03 jul, 2023 - 09:59 • Filipa Ribeiro
Às 9h00 da manhã já a fila se perdia de vista. Dezenas de mulheres grávidas e com bebés ao colo esperavam, esta segunda-feira, para saber se iriam ou não conseguir uma senha para marcar consulta. A primeira pessoa a ser atendida veio guardar lugar para a porta da Unidade de Cuidados de Saúde Personalizados de Odivelas às 21h00 de domingo. "Passou cá a noite para garantir que conseguia marcar consulta", conta Maria Omani, uma das utentes na fila.
Grávida de 8 meses, é uma das presenças garantidas na fila todos os meses. Vem sempre de madrugada, desta vez chegou cá às 4h00 da manhã. Como a sua gravidez já vai avançada trouxe consigo um banco branco debaixo do braço para se sentar.
Por não ter médico de família não consegue ter um acompanhamento da gravidez frequente. Vem todos os meses, mas há vezes em que não consegue uma senha. "Não tenho médico de família e tem de ser sempre assim, todos os meses. Venho de madrugada para tentar", diz.
Até às 9h00 da manhã tinham sido entregues pouco mais que 20 senhas. Maria Omani não faz ideia se vai ou não conseguir. Já aceitou que, provavelmente, vai ter de voltar no próximo mês.
Mais atrás na fila está Vitória Ferreira, grávida de seis meses. O marido veio guardar lugar na fila às 5h00 da manhã até porque Vitória já tem dificuldade em permanecer muito tempo em pé. "É horrível", diz. "Temos de vir sempre de madrugada e, mesmo assim, há vezes que não consigo marcar consulta". Em seis meses de gestação, Vitória Ferreira foi vista por um médico duas vezes. "Todos os meses é esta palhaçada", lamenta. Apesar do pouco acompanhamento que tem tido, Vitória Ferreira diz que, felizmente, tudo está a correr bem, não tendo tido, para já, nenhum problema com o bebé.
Mas nem todos os utentes têm a mesma sorte. Há pessoas que precisam de receber assistência depois de tanto tempo em pé a aguardar por uma resposta: esta manhã foi chamado pelo menos uma ambulância do INEM. Com o tempo de espera também o nervosismo aumenta. Quem vem para esta fila diz que é recorrente haver confusão e gritos e a situação também se torna difícil para quem trabalha no local.
Esta segunda-feira, dezenas de utentes do "Movimento Mais Saúde" de Odivelas, concentraram-se junto à fila de espera na Unidade de Cuidados de Saúde Personalizados. Entre as 6h00 e as 8h00 estiveram a distribuir chá e bolachas pelos que estavam na fila à espera de uma vaga.

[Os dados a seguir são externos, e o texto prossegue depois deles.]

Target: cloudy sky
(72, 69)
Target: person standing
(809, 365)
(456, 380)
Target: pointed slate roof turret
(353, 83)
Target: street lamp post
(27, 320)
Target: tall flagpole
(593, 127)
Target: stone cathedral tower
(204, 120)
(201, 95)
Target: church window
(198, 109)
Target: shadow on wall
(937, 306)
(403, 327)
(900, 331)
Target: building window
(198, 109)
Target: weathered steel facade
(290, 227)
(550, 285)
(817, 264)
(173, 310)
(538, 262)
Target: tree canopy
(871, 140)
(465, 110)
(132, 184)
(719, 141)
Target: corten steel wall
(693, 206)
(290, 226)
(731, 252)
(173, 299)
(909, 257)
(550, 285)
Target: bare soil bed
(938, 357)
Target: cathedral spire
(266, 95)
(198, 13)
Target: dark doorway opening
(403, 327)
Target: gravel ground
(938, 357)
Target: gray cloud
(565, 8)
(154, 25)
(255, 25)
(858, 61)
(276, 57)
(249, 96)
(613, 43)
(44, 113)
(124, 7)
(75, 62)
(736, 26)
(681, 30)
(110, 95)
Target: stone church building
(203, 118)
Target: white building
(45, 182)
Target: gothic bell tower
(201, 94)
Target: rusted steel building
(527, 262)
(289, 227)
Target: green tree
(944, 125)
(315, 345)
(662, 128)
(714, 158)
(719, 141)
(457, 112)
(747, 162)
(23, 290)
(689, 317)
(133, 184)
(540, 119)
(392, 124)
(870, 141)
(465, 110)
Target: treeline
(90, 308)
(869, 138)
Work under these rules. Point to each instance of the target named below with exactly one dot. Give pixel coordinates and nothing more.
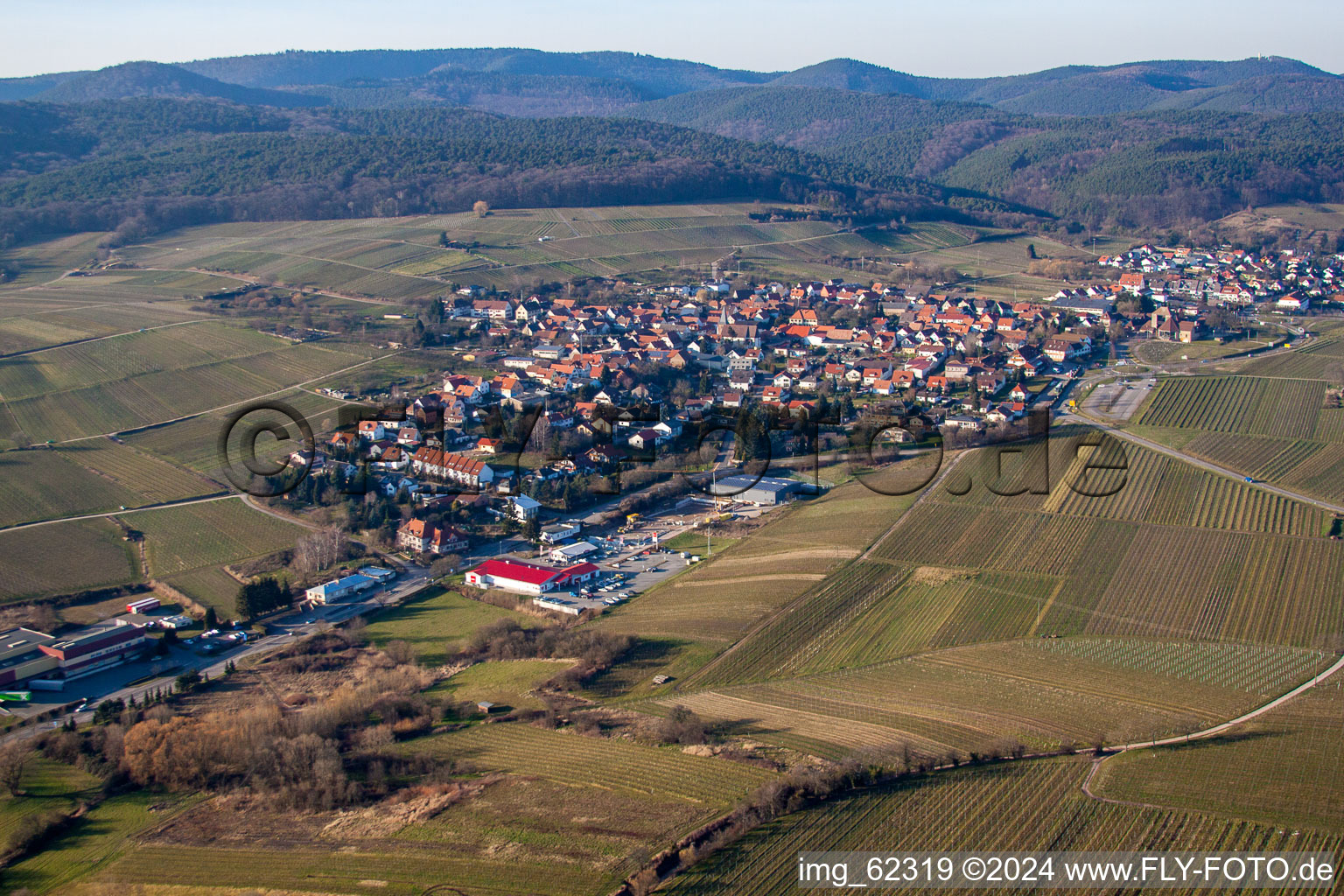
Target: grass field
(203, 535)
(689, 620)
(507, 682)
(1033, 692)
(1281, 768)
(438, 624)
(100, 837)
(401, 258)
(46, 785)
(573, 760)
(88, 477)
(210, 587)
(63, 557)
(1253, 406)
(1018, 806)
(152, 376)
(195, 442)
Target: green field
(203, 535)
(88, 477)
(100, 837)
(506, 682)
(1032, 692)
(63, 557)
(46, 786)
(1018, 806)
(153, 376)
(1249, 404)
(438, 622)
(573, 760)
(210, 587)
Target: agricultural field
(105, 833)
(690, 618)
(1321, 359)
(24, 328)
(1281, 767)
(573, 760)
(976, 697)
(1015, 806)
(399, 260)
(506, 682)
(1248, 404)
(88, 477)
(210, 587)
(62, 557)
(1143, 579)
(1158, 351)
(193, 442)
(46, 786)
(202, 535)
(437, 624)
(150, 378)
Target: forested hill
(1141, 168)
(147, 164)
(1153, 144)
(1249, 85)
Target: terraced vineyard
(1280, 768)
(148, 378)
(203, 535)
(977, 697)
(63, 557)
(1281, 407)
(1018, 806)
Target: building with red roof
(522, 577)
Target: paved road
(278, 633)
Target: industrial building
(97, 647)
(22, 655)
(766, 491)
(27, 654)
(567, 552)
(339, 589)
(521, 577)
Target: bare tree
(14, 757)
(320, 550)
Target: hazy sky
(930, 37)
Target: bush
(683, 727)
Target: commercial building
(339, 589)
(765, 491)
(97, 647)
(521, 577)
(558, 532)
(569, 552)
(22, 655)
(558, 605)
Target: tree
(14, 757)
(446, 564)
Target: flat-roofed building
(22, 655)
(97, 647)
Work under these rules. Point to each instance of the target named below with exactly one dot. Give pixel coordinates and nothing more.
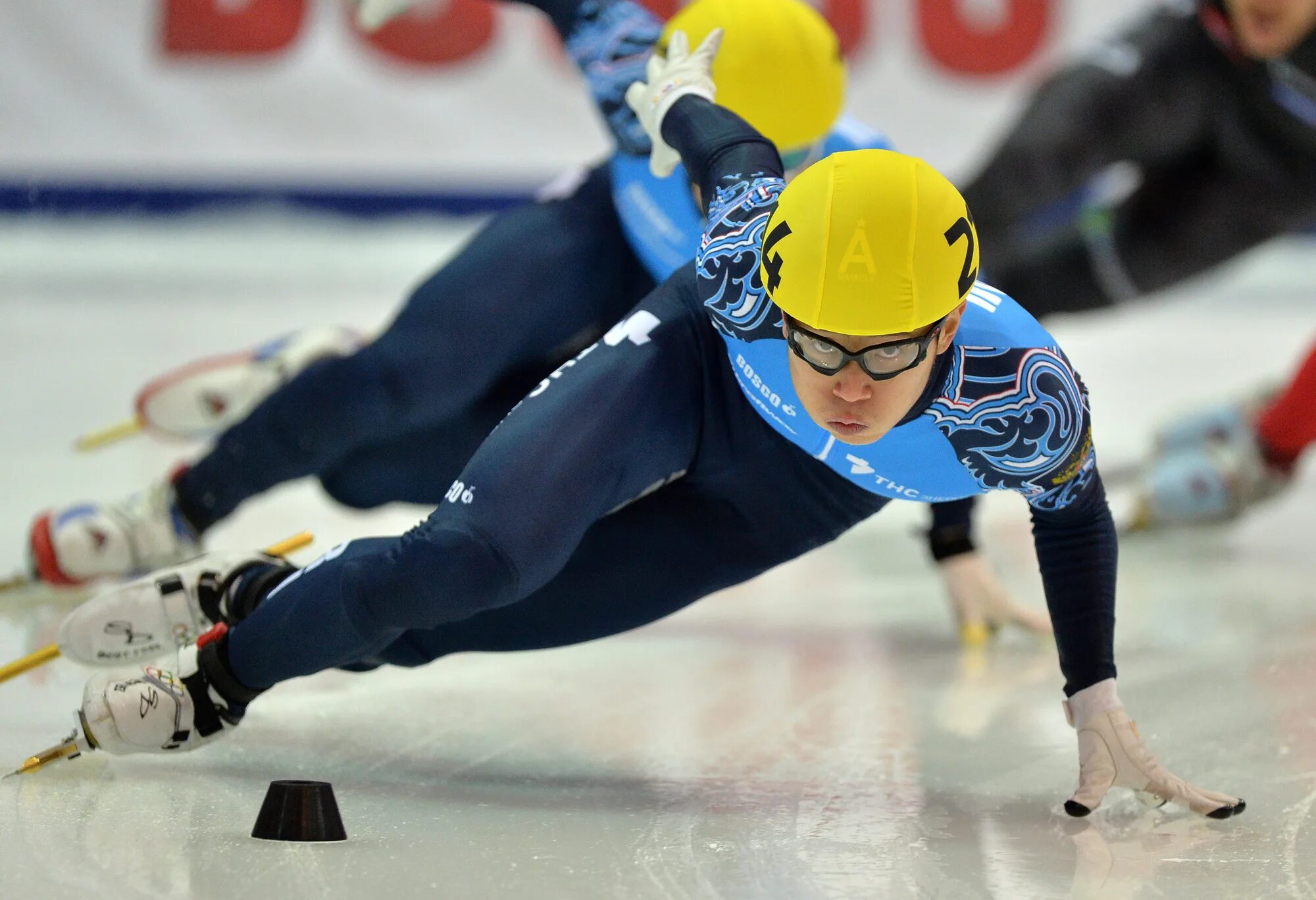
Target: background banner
(463, 102)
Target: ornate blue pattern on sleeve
(730, 256)
(611, 44)
(1019, 420)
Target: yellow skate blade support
(48, 653)
(298, 541)
(30, 662)
(110, 435)
(66, 751)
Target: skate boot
(168, 610)
(207, 397)
(1210, 484)
(180, 705)
(102, 540)
(1227, 423)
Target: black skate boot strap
(214, 669)
(232, 599)
(247, 586)
(951, 541)
(206, 716)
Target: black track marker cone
(299, 811)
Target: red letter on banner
(463, 30)
(224, 28)
(961, 48)
(664, 10)
(851, 20)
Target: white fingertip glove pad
(667, 82)
(1111, 753)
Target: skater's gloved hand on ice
(1113, 755)
(981, 602)
(667, 81)
(169, 609)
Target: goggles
(880, 361)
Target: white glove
(1111, 753)
(667, 81)
(982, 603)
(373, 15)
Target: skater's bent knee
(444, 574)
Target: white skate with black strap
(168, 610)
(166, 707)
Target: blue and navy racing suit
(673, 459)
(398, 420)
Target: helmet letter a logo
(859, 253)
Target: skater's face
(851, 405)
(1272, 28)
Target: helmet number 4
(773, 262)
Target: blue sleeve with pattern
(739, 174)
(1019, 420)
(611, 41)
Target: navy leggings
(624, 488)
(399, 419)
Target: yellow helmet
(869, 243)
(780, 66)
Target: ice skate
(168, 610)
(89, 541)
(1225, 423)
(210, 395)
(203, 398)
(161, 709)
(1210, 484)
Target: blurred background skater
(1168, 151)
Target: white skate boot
(101, 540)
(160, 709)
(168, 610)
(207, 397)
(1210, 484)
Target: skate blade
(69, 749)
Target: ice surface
(815, 734)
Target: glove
(373, 15)
(1111, 753)
(669, 80)
(982, 603)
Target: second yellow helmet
(780, 66)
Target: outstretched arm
(1038, 440)
(610, 43)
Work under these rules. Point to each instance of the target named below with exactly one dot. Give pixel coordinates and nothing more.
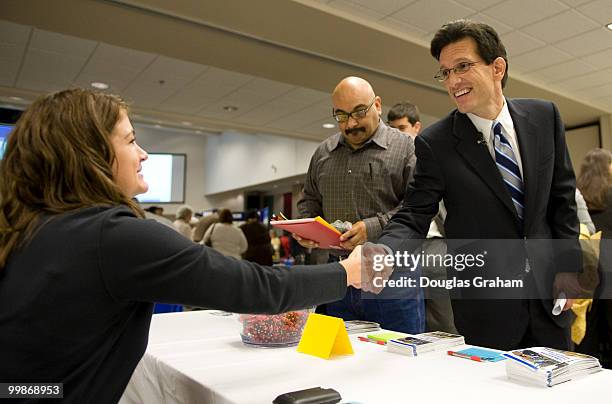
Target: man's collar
(484, 125)
(380, 137)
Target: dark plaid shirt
(365, 184)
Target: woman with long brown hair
(80, 268)
(595, 183)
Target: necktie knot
(505, 159)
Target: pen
(364, 339)
(460, 355)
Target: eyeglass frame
(443, 74)
(350, 115)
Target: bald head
(353, 88)
(355, 96)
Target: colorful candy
(273, 330)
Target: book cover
(316, 229)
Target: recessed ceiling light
(99, 85)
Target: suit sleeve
(311, 204)
(375, 224)
(410, 224)
(562, 213)
(141, 260)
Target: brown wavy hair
(595, 179)
(58, 158)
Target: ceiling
(180, 63)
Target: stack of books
(359, 326)
(413, 345)
(547, 366)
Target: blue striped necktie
(509, 169)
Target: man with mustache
(502, 167)
(359, 175)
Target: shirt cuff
(373, 228)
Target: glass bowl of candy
(273, 330)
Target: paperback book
(413, 345)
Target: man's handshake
(361, 272)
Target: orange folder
(316, 229)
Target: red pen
(364, 339)
(460, 355)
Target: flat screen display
(165, 174)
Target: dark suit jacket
(453, 165)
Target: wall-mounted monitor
(5, 130)
(165, 174)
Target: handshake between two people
(365, 269)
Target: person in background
(498, 163)
(276, 245)
(404, 116)
(359, 175)
(203, 224)
(183, 219)
(595, 183)
(259, 248)
(582, 211)
(224, 237)
(80, 268)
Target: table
(198, 357)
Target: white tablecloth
(198, 357)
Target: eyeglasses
(459, 68)
(341, 116)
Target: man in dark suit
(503, 170)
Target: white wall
(167, 140)
(237, 160)
(229, 162)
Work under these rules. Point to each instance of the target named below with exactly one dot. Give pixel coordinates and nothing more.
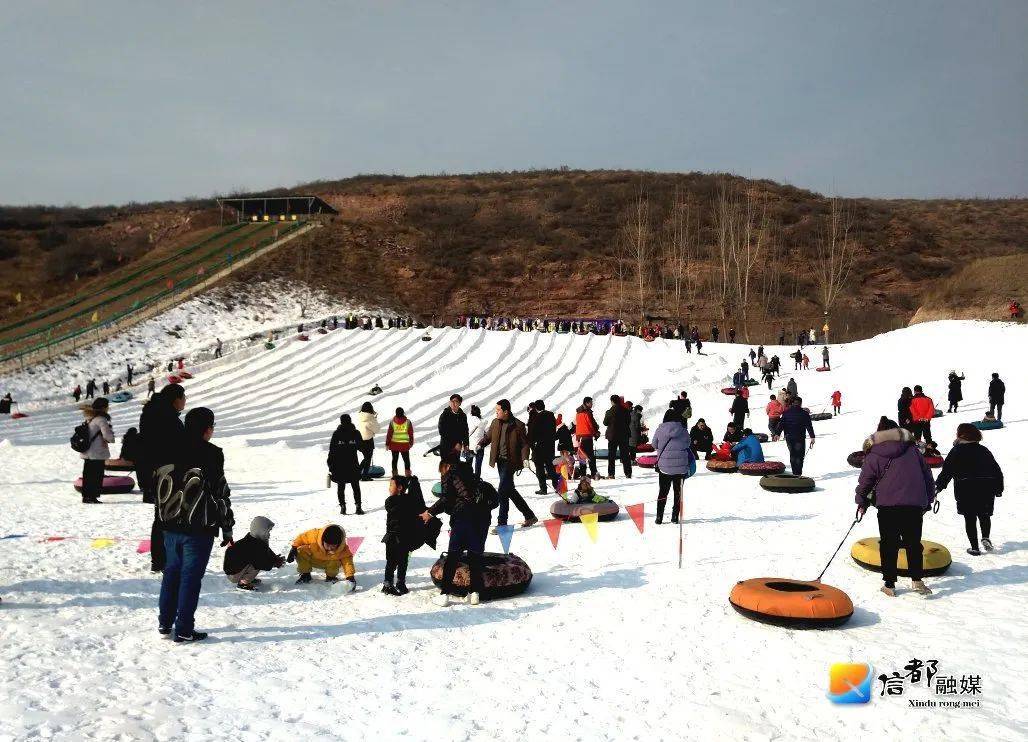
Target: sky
(117, 102)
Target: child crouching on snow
(325, 549)
(251, 555)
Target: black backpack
(80, 438)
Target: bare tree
(834, 254)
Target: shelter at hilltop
(274, 209)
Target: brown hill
(548, 243)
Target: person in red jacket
(922, 409)
(587, 431)
(399, 439)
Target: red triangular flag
(553, 529)
(635, 511)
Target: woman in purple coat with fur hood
(894, 473)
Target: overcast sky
(110, 102)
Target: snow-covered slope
(612, 640)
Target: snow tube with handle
(574, 511)
(795, 603)
(760, 469)
(980, 424)
(111, 485)
(935, 557)
(786, 483)
(503, 576)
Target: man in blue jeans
(188, 544)
(796, 423)
(508, 451)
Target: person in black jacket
(997, 392)
(702, 438)
(978, 480)
(342, 466)
(955, 393)
(542, 438)
(617, 420)
(159, 443)
(404, 530)
(452, 428)
(251, 555)
(188, 542)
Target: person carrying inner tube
(895, 479)
(978, 480)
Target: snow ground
(612, 640)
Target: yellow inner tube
(935, 557)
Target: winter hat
(260, 527)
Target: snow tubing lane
(756, 469)
(111, 485)
(935, 557)
(786, 483)
(503, 576)
(574, 512)
(793, 603)
(980, 424)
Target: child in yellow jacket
(326, 549)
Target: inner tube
(980, 424)
(111, 485)
(786, 483)
(795, 603)
(503, 576)
(759, 469)
(574, 512)
(935, 557)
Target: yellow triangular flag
(591, 526)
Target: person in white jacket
(368, 427)
(101, 434)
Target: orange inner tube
(792, 602)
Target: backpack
(80, 438)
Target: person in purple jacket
(895, 475)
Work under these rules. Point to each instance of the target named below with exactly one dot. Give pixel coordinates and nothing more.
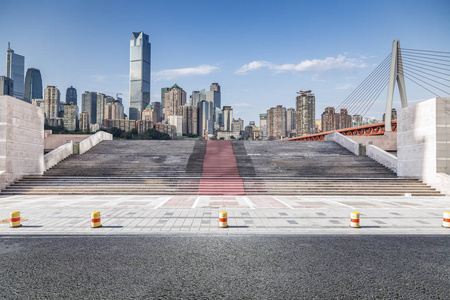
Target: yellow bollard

Luís Silva, responsável pelo movimento, reforça que este cenário de filas e protestos se repete por quase todos os centros de saúde de Odivelas, que não são Unidades de Saúde Familiares. "Muitas vezes as senhas não chegam para todos e geram-se tensões. Geralmente são os funcionários que são as maiores vítimas", diz. O problema da falta de médicos de família sempre existiu e tem vindo a piorar, diz Luís Silva, que acredita que parte da solução deveria ser promovida pela Ordem dos Médicos. "Deviam deixar de afunilar a formação de médicos, para que fossem formados mais", defende.
O responsável adianta, ainda que a situação mais grave é mesmo vivida na Unidade de Cuidados de Saúde Personalizados, uma vez que é aqui que vêm parar todos os imigrantes do concelho e famílias sem médico de família: a maior parte dos utentes sem médico de família em Odivelas são imigrantes que ainda mal sabem falar português, aspeto que dificulta a comunicação.
No total, há sete médicos nesta unidade de saúde, mas parte deles não são efetivos. As filas extensas e as horas de espera têm aumentado e a situação parece agravar-se todos os meses.